Il rapporto tra medici ed infermieri nel SSN è rimasto pressoché stabile nell’ultimo decennio e vede nel 2020 la presenza di 255 infermieri ogni 100 medici. È evidente la necessità di formare un numero maggiore di infermieri rispetto al passato. Osservando come nell’anno accademico 2022-2023 i posti a bando per Medicina e Chirurgia sono stati 14.470, contro i 17.997 della professione infermieristica ci rendiamo conto come il rapporto numerico è destinato addirittura a peggiorare con conseguenze che saranno gravi. Il rapporto tra posti messi a bando per infermieri e per medici è passato da 1,85 nel 2009-2010 a 1,31 nel 2022-2023.
C’è poi una considerazione ulteriore: mentre per i medici siamo ormai vicini al raggiungimento del plateau demografico ed abbiamo la certezza che potremo correggere la carenza entro i prossimi 5-7 anni, per la professione infermieristica ci troveremo ad affrontare un turnover molto ampio e protratto e sarà il caso di muoversi per tempo per non ripetere l’errore fatto con i medici perché l’impatto sui servizi potrebbe essere ancora più pesante.
Cosa fare
Per risolvere il problema della carenza di personale sanitario servono soluzioni pragmatiche, volontà e un po’ di coraggio. Ripetiamo che occorre mutare i rapporti interprofessionali e rendere attrattive le professioni sanitarie, quella infermieristica in particolare.

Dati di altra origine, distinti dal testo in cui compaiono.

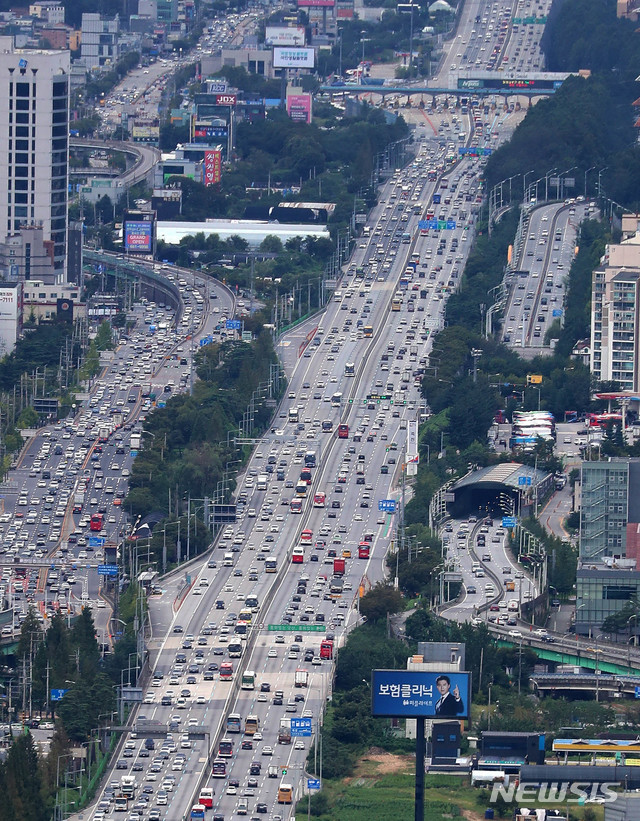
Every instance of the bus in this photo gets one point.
(206, 797)
(235, 652)
(285, 794)
(97, 522)
(219, 769)
(225, 748)
(248, 680)
(326, 649)
(234, 723)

Da subito possiamo e dobbiamo rivoluzionare i rapporti interprofessionali, migliorando le dinamiche di lavoro in team e estendendo i compiti e le responsabilità della professione infermieristica insieme anche, però, ad un pronto e adeguato riconoscimento formale ed economico. Nel medio e lungo periodo dobbiamo investire sull’attrattività. Ci sono molti esempi in merito, con evidenza di successo, che possiamo utilmente copiare da altri paesi ed anche da alcune realtà in Italia (ne abbiamo già scritto su questa rivista). Questo passaggio potrà avvenire solo se ci sarà volontà e coraggio nel mondo della professione e in quello sindacale e politico, predisposizione all’innovazione ed apertura mentale.
La motivazione dei medici e degli infermieri che lavorano nelle strutture pubbliche è ai minimi storici e il malessere così diffuso e profondo che pensare di andare avanti in queste condizioni è impossibile. I professionisti sanitari non pretendono subito la soluzione ma una prospettiva credibile, precisa e decisa sì. Insieme, da subito, al rispetto ed alla considerazione adeguata del loro ruolo e del loro lavoro. Lasciar permanere la sfiducia è un danno che può rivelarsi irreparabile, travolgere coloro che hanno ruoli di responsabilità nella gestione e nelle scelte politiche della sanità e generare danni gravi ai cittadini e avere conseguenze negative sullo sviluppo economico e civile del Paese.